Permenaker Terbit, Buruh Bontang Soroti Risiko Lemahnya Pengawasan
Peraturan Menteri Ketenagakerjaan (Permenaker) Nomor 7 Tahun 2026 tentang pembatasan outsourcing telah diterbitkan, namun menimbulkan harapan sekaligus kekhawatiran di kalangan buruh. Mereka melihat aturan tersebut dapat kurang efektif jika pengawasan lapangan tidak cukup kuat, demikian disuarakan saat peringatan Hari Buruh Internasional di Bontang.
Berbagai Sorotan dari Buruh Bontang
Ketua Federasi Serikat Pekerja Kimia, Energi dan Pertambangan (FSPKEP) Bontang, Supriyadi, menekankan bahwa tantangan utama bukan hanya pada regulasi, tetapi pada implementasinya di lapangan. Dia menilai bahwa lemahnya pengawasan yang selama ini terjadi sering memberikan kesempatan bagi pelanggaran.
“Implementasi di daerah tersebut menjadi kunci. Semua pihak harus terlibat, mulai dari pemerintah, serikat pekerja, hingga pekerja sendiri,” ujar Supriyadi.
Kritik terhadap Peraturan Baru
Ditengah kritik terhadap kebijakan sebelumnya yang semakin marak setelah Undang-Undang Cipta Kerja berlaku, Permenaker Nomor 7 Tahun 2026 dianggap sebagai respons atas tuntutan panjang dari gerakan buruh. Dalam peraturan tersebut, pembatasan outsourcing menjadi fokus utama setelah sebelumnya hampir semua jenis pekerjaan dapat dialihdayakan, yang dinilai melemahkan kepastian kerja.
Supriyadi menegaskan bahwa perusahaan harus patuh terhadap aturan baru ini. Kepatuhan dianggap sebagai kunci untuk mencegah konflik di masa depan dalam hubungan industrial.

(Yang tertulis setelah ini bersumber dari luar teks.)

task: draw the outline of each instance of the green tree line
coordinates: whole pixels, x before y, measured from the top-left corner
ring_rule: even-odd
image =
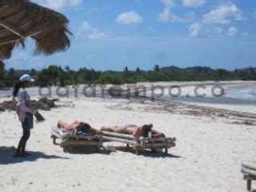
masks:
[[[174,66],[160,67],[155,65],[152,70],[142,70],[137,67],[130,70],[127,66],[123,71],[96,71],[94,69],[81,68],[70,70],[55,65],[49,66],[42,70],[31,69],[21,71],[13,68],[6,70],[4,64],[0,65],[0,86],[11,86],[24,73],[35,78],[35,84],[39,86],[75,84],[115,84],[136,83],[141,82],[171,82],[171,81],[231,81],[256,80],[256,69],[226,70],[212,70],[209,67],[194,66],[180,69]]]

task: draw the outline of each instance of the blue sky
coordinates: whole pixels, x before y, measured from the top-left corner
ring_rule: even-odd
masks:
[[[34,56],[33,41],[16,49],[7,68],[49,65],[98,70],[150,70],[154,65],[256,66],[254,0],[33,0],[64,14],[70,50]]]

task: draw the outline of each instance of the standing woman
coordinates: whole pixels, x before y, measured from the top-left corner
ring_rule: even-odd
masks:
[[[32,107],[30,97],[26,88],[31,86],[31,82],[34,80],[28,74],[22,75],[15,84],[13,91],[13,102],[16,107],[18,120],[22,122],[23,134],[21,138],[14,157],[22,157],[30,155],[25,151],[26,144],[30,136],[30,129],[33,128],[33,114],[38,111]]]

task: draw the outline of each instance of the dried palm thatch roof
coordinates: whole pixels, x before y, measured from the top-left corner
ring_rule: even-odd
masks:
[[[0,59],[10,58],[13,49],[35,40],[34,54],[52,54],[70,46],[69,20],[62,14],[30,0],[0,0]]]

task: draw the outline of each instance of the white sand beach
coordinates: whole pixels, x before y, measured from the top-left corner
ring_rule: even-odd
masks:
[[[254,85],[219,83],[225,89]],[[190,93],[194,84],[180,85]],[[28,92],[32,99],[39,97],[36,88]],[[11,100],[8,94],[2,94],[0,102]],[[12,157],[22,134],[15,112],[0,112],[0,191],[246,191],[240,166],[256,158],[255,102],[215,101],[62,98],[57,108],[41,110],[46,121],[34,124],[27,143],[32,156],[26,158]],[[168,156],[151,152],[137,156],[126,150],[64,153],[50,138],[59,119],[81,120],[95,128],[153,123],[154,129],[177,138],[176,146]],[[256,190],[255,182],[252,188]]]

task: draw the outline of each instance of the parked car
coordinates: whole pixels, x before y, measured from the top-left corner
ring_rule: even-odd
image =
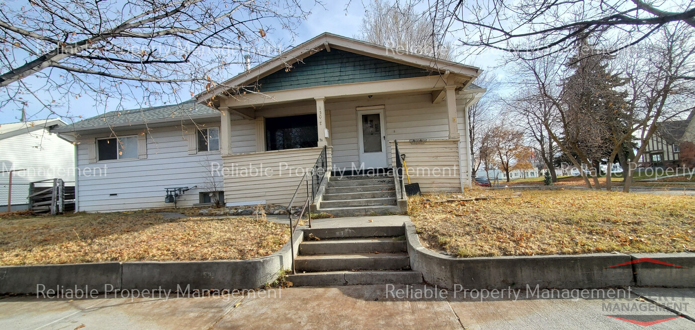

Bagi buruh, Permenaker ini bukanlah akhir dari segala persoalan. Pengawasan yang konsisten di lapangan dianggap sebagai penentu apakah pembatasan outsourcing benar-benar akan membawa perubahan nyata dalam kondisi kerja, atau hanya akan menjadi kebijakan formal belaka.